Have you tried to find out if there is a lupus group in the area you live. I've made good friends by attending meetings in my area and have attended social events and so on. It's good to be around people who know how you feel.
Please take care and I wish you well.
As already said, we all get days like this.
So don't put pressure on yourself to be "fantastic" after your transplant. I think it is easy to get caught up in stressing about feeling how others think we should. And then it's like, are they right? What's wrong with me? Why don't I feel like I SHOULD? What does that even mean!?!
You know your self better than anyone else and only you can know what you need from one day to the next to keep yourself going. So as long as you do keep going and keep fighting, then today is a win.
Sending you happy thoughts,
SLE15
I get it. Life is good while we have hope. When we are healthy we believe that illness will never hit us, or if it does, then it will be one that is easily recognisable and easily treatable. While healthy we imagine that, should illness touch us, we will carry it out on our feet whilst just popping some pills here and there.
Nothing prepares us for serious illness, or an illness that's not that well known, nor curable or one that is so dangerous to our bodies that we have to chose between being killed by medication or by the disease. The more we descend into the vortex of knowledge about what ails us, the less sure we become that we will come out unscathed and the less hope we have that life will right itself in the end.
And then we start thinking - if we are going to die anyway, is there any point in making such an effort to stay alive?
Here's the thing - that question is valid from the moment we are born. It is only our perception of the future that changes. But try and consider this - if you're here anyway, why NOT prolongue it? Give yourself permission to live. I'm not saying that you need to be wildly happy (no one really is all the time anyway) but just be content that you are here, that you can still see the sun outside, that you can still enjoy to look at a flower, that you can still smell a perfume, that you can still get annoyed at people (which means you still care). You don't need a grand plan for life, just being alive after such trauma as the transplant and illness is a huge achievement.

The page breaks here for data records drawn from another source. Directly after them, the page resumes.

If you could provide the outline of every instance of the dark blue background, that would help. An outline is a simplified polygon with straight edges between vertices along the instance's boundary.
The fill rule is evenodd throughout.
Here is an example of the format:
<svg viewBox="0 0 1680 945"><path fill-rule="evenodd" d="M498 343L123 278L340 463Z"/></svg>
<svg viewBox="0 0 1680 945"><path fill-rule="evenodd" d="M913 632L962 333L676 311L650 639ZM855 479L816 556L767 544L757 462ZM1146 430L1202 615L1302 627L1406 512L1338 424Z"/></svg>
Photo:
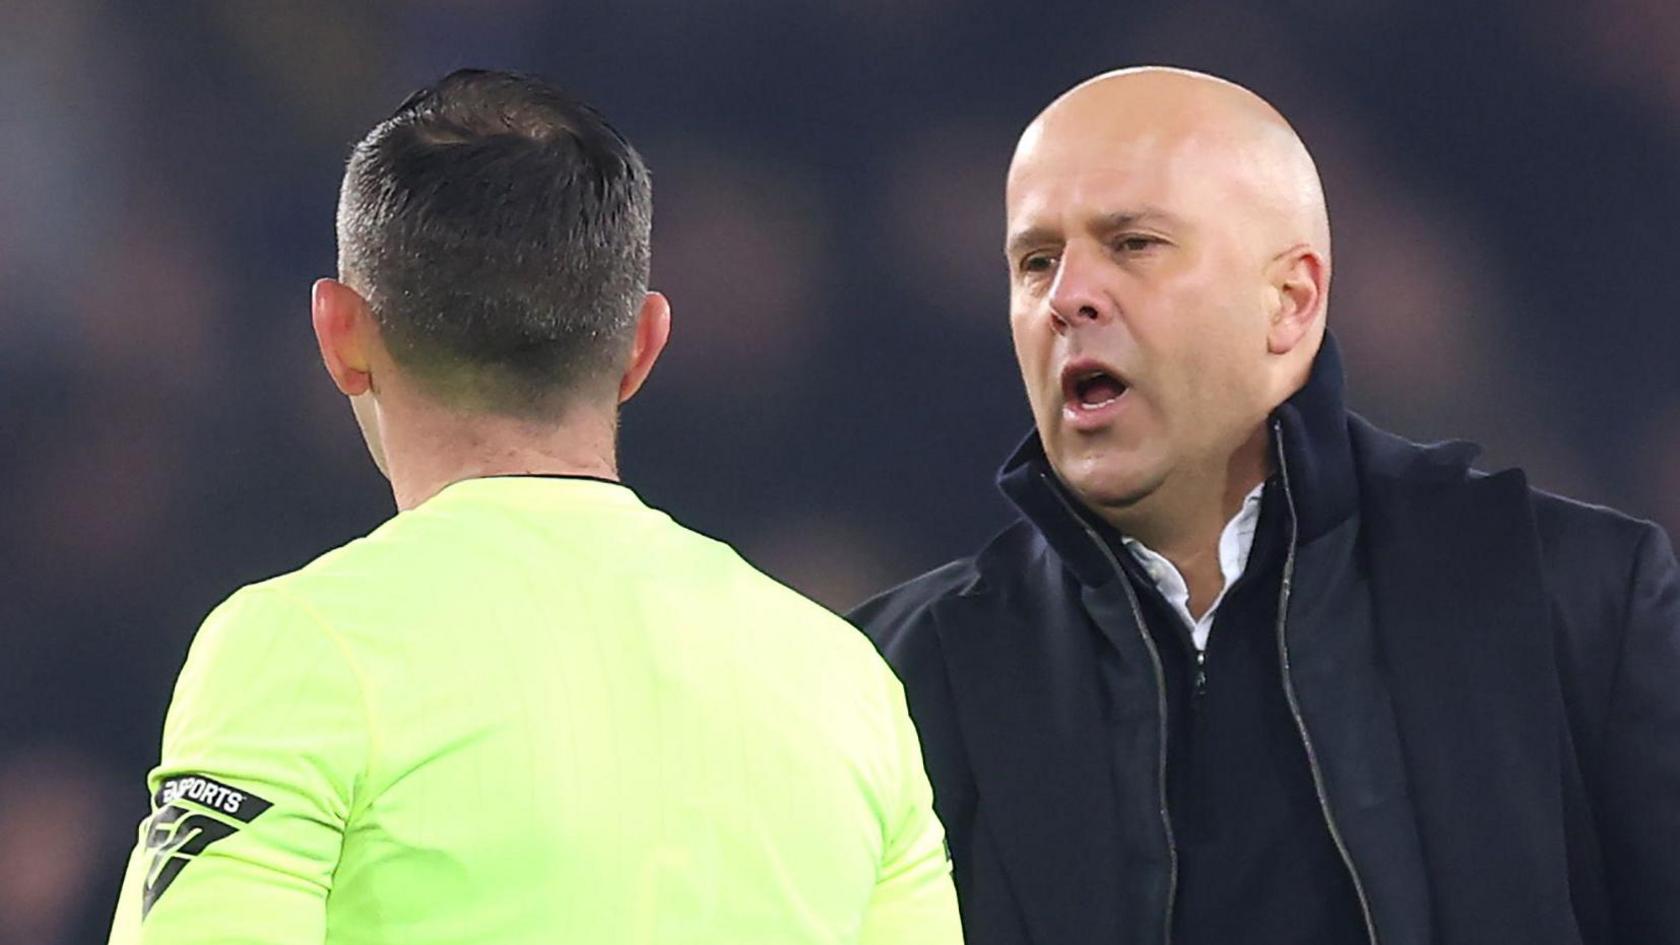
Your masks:
<svg viewBox="0 0 1680 945"><path fill-rule="evenodd" d="M11 0L0 945L103 935L202 615L390 512L307 293L413 87L538 71L642 148L676 327L624 474L845 606L1004 521L1003 172L1138 63L1253 87L1318 156L1357 407L1675 529L1675 48L1664 0Z"/></svg>

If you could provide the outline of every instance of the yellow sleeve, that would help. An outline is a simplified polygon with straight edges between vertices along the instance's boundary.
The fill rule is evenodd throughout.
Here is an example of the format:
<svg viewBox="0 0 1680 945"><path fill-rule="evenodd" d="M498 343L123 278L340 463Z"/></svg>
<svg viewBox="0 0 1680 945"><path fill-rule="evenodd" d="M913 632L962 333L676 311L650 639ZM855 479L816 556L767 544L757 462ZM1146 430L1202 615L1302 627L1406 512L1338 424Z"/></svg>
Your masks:
<svg viewBox="0 0 1680 945"><path fill-rule="evenodd" d="M308 610L262 586L218 607L176 683L111 945L319 945L370 731Z"/></svg>
<svg viewBox="0 0 1680 945"><path fill-rule="evenodd" d="M904 689L885 666L894 715L899 803L888 825L886 851L869 899L860 945L960 945L962 922L951 883L945 828L933 811L933 789L921 743L910 722Z"/></svg>

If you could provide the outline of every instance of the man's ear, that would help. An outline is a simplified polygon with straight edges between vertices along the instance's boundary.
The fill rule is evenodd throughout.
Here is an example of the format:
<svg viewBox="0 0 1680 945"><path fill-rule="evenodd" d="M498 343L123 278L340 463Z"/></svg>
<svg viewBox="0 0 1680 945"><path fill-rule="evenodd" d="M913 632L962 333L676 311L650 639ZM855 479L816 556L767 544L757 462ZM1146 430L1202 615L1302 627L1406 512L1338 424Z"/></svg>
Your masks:
<svg viewBox="0 0 1680 945"><path fill-rule="evenodd" d="M620 404L636 396L671 338L671 303L658 292L649 292L636 313L636 336L630 343L630 366L618 382Z"/></svg>
<svg viewBox="0 0 1680 945"><path fill-rule="evenodd" d="M1297 246L1272 261L1274 308L1266 327L1266 350L1288 354L1312 338L1324 321L1330 298L1330 261L1308 245Z"/></svg>
<svg viewBox="0 0 1680 945"><path fill-rule="evenodd" d="M310 318L321 362L346 397L373 389L369 339L378 329L367 300L337 279L317 279L310 292Z"/></svg>

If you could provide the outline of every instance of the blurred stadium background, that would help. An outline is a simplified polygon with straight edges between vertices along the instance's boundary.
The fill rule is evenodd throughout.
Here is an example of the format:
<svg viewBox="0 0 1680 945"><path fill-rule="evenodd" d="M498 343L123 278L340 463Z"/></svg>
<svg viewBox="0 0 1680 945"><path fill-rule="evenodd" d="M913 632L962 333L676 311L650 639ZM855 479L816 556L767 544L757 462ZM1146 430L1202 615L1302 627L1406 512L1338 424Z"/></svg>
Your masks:
<svg viewBox="0 0 1680 945"><path fill-rule="evenodd" d="M1315 151L1356 407L1680 530L1677 48L1670 0L3 0L0 945L103 941L199 618L390 510L307 290L413 87L541 72L641 147L624 473L843 607L1005 520L1003 171L1122 64Z"/></svg>

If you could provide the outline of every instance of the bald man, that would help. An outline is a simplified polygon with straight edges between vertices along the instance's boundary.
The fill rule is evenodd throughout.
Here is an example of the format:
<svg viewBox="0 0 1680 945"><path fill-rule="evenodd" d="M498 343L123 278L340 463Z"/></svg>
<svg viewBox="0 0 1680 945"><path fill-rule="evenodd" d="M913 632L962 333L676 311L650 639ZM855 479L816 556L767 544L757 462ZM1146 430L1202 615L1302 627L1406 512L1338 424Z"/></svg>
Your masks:
<svg viewBox="0 0 1680 945"><path fill-rule="evenodd" d="M1009 169L1020 518L865 604L974 945L1680 943L1657 527L1342 402L1311 157L1134 69Z"/></svg>

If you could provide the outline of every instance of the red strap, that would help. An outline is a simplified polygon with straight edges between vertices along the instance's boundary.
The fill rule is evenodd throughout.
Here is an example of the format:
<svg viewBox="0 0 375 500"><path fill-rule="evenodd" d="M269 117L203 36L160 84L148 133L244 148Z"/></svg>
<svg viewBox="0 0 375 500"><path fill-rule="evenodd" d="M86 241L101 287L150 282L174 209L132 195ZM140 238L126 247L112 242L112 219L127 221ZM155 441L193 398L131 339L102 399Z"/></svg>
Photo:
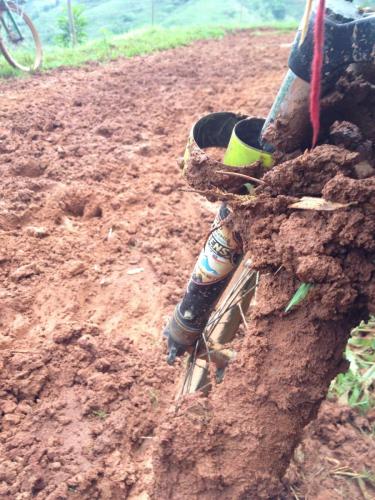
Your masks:
<svg viewBox="0 0 375 500"><path fill-rule="evenodd" d="M312 147L316 146L320 129L320 92L324 50L325 0L319 0L314 26L314 57L311 67L310 119L313 126Z"/></svg>

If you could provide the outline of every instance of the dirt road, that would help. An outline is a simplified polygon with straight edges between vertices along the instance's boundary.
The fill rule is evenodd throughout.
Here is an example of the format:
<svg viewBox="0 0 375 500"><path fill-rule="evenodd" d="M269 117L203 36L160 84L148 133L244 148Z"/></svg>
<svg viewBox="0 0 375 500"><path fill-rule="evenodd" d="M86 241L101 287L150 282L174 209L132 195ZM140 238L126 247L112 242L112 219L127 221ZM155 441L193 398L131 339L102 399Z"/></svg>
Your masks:
<svg viewBox="0 0 375 500"><path fill-rule="evenodd" d="M290 40L242 32L1 84L1 498L147 497L176 373L160 331L214 211L176 159L200 115L267 113ZM326 409L290 484L360 495L327 472L337 423L343 465L367 466L358 418Z"/></svg>

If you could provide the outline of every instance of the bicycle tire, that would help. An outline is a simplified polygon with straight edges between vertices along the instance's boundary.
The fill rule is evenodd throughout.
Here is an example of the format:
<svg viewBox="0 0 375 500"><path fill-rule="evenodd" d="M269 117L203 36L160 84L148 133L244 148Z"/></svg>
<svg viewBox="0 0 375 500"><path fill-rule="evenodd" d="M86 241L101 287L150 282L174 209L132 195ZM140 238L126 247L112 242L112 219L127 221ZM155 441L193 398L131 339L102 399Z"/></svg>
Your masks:
<svg viewBox="0 0 375 500"><path fill-rule="evenodd" d="M243 322L243 316L247 314L250 308L257 286L258 273L251 275L249 279L242 284L242 289L239 288L239 293L246 288L250 289L249 293L245 293L244 297L237 305L229 307L228 310L225 310L226 307L228 307L226 305L227 297L230 295L231 291L236 288L237 284L243 281L243 278L241 277L247 262L248 261L244 259L239 265L237 271L233 275L233 278L226 287L216 311L214 312L215 314L220 311L221 308L224 309L222 320L215 326L210 335L210 338L215 342L215 344L228 344L234 339L240 324ZM198 361L199 364L195 363L195 365L191 367L189 366L188 360L177 386L177 400L186 394L192 394L197 391L201 391L205 394L209 392L211 387L209 380L209 363L202 359L199 359ZM190 382L187 384L186 380L188 377L188 370L192 370L192 372L189 374Z"/></svg>
<svg viewBox="0 0 375 500"><path fill-rule="evenodd" d="M33 63L25 66L24 64L21 64L17 59L12 55L11 51L8 49L5 40L2 36L0 36L0 50L2 54L4 55L5 59L8 61L8 63L13 66L13 68L19 69L21 71L24 71L26 73L30 73L32 71L37 71L41 65L42 65L42 60L43 60L43 49L42 49L42 42L40 40L39 33L37 29L35 28L33 22L29 18L29 16L23 12L20 11L19 7L14 4L13 2L8 2L8 7L12 11L13 14L16 14L20 16L20 18L24 21L25 25L29 28L32 39L34 41L35 45L35 56ZM5 14L5 11L1 13L1 17Z"/></svg>

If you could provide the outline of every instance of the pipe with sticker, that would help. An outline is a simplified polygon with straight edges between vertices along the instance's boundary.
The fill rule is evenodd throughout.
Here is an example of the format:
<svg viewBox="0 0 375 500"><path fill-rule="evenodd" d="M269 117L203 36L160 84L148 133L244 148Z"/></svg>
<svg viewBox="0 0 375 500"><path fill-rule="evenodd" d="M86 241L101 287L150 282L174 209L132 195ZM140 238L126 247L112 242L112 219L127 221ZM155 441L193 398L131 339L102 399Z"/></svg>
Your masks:
<svg viewBox="0 0 375 500"><path fill-rule="evenodd" d="M264 120L244 118L233 113L213 113L199 120L192 129L184 162L192 151L212 146L226 147L224 164L241 167L261 161L272 165L272 157L261 150L257 138ZM220 207L211 233L194 266L182 301L176 306L165 330L168 363L190 350L201 337L209 317L242 259L242 245L230 228L230 209Z"/></svg>

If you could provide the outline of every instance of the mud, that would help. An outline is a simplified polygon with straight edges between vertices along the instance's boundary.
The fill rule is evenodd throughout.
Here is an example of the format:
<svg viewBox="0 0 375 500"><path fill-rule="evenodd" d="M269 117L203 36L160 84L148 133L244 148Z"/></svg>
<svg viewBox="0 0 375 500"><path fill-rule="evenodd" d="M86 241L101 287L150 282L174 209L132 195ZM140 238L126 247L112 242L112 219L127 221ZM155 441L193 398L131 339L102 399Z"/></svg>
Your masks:
<svg viewBox="0 0 375 500"><path fill-rule="evenodd" d="M223 164L225 149L222 148L203 150L196 144L189 144L188 150L188 160L181 162L183 174L189 186L209 201L235 199L237 193L246 192L246 189L243 189L246 181L241 176L248 176L249 182L251 179L256 181L266 171L260 162L228 169L228 166Z"/></svg>
<svg viewBox="0 0 375 500"><path fill-rule="evenodd" d="M125 498L171 371L161 353L109 342L94 325L65 324L53 339L2 357L0 495Z"/></svg>
<svg viewBox="0 0 375 500"><path fill-rule="evenodd" d="M204 113L266 114L291 38L243 32L1 83L1 498L147 498L180 371L160 331L216 212L186 192L175 159ZM327 453L355 470L372 460L357 416L335 408L306 435L288 500L289 485L360 495L323 481Z"/></svg>
<svg viewBox="0 0 375 500"><path fill-rule="evenodd" d="M371 485L363 477L355 479L355 473L374 469L374 441L369 435L374 418L374 412L363 417L352 409L324 402L318 418L308 426L302 444L295 450L284 494L287 496L288 486L300 498L371 498ZM348 477L352 477L350 482L345 480Z"/></svg>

As for others not understanding - they can't! Yes, they can be a bit more sympathetic but deep down they can't get it. Try not to blame them, just take care of yourself by yourself, no one loves you more than yourself.
I know it is hard now but little by little you will come out of this - we were born with fierce survival instincts, regardless what our upset minds are telling us, our bodies will make us keep going.
Hi Sandwiches,
I'm sorry to hear that you are low. Have you made contact with your nearest lupus support group? It might be helpful to meet some other people who will understand you and offer you some company and support. If you need details for your nearest group, let me know whereabouts you live and I will send you the details.
It may also be worth talking to your GP about your low mood if you haven't already. They may be able to advise you on some therapies that could help.
Hello Paul Howard. Can You let me know where the nearest lupus group is in Nottingham, it can't be too far as i have no transport of my own. I haven't spoken to my gp yet but it would be worth talking to him. Thanks for all of your help everyone.